R2- System administrators only have to commit changes to the configuration files in the right branch in order to modify an envinroment's configuration.

R3- There isn't a configuration file per application but a single "source of truth": the global.config file. There is no way you can get two different values for the same key.

R4- There are no limits to what you can place in a text file. The only requirement is that the keys are the same for all the files, otherwise the applications won't find the resources they are asking for. That should be flexible enough and some naming conventions can make it simple.

R5- Build an API to access the configuration values. Make it very transparent to users.

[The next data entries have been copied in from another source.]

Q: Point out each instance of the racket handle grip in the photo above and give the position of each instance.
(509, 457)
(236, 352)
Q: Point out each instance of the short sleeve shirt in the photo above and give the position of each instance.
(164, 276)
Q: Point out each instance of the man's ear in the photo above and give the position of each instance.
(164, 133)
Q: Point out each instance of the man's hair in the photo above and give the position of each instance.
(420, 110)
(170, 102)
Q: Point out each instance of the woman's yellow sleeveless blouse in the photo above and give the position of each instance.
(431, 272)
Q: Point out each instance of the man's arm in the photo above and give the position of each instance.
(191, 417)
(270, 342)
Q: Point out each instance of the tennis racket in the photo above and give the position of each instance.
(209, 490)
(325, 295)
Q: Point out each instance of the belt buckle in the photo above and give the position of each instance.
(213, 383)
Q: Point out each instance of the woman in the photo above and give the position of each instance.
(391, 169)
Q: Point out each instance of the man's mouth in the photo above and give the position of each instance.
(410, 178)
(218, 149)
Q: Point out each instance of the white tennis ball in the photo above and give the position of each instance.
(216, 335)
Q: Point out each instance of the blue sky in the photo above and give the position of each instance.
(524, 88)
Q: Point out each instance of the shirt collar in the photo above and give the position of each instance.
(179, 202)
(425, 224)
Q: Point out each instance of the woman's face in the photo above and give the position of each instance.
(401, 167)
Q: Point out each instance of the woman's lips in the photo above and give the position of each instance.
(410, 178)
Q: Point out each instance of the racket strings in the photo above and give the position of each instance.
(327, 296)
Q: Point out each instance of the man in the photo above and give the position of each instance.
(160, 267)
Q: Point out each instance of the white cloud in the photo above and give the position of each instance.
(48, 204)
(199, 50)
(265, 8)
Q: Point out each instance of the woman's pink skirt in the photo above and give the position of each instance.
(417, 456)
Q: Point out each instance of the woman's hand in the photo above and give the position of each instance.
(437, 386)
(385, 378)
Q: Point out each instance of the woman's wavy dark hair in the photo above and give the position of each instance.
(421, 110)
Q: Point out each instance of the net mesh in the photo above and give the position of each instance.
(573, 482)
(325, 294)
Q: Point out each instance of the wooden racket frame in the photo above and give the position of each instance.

Our client calls look like this: Environment.Current.GetDbConnectionString("MyKey"), which is very similar to AppSettings.ConnectionStrings["MyKey"].

R6- Using a very simple template for the values you can make your API to automatically handle this kind of security:

  • Have a users.config file where you have ApplicationIds -> User/Password.
  • Make your API request the running application to provide its ApplicationId before the application can access any configuration values: Environment.Initialize("MyAppId"); Any call to Environment.Current should fail if no ApplicationId has been provided.
  • Make your connection strings look like this:
    <add name="MyDB1" value="Data Source=stagingSQL;Initial Catalog=MyDB;User ID={user};Password={password}"/>
  • Finally, make your GetDbConnectionString load the ConnectionString, the ApplicationId -> User/Password values, and replace the placeholders with the actual values.
We have found this approach to be a very nice solution. Hope it helps you find your own, or you can use this one as it is.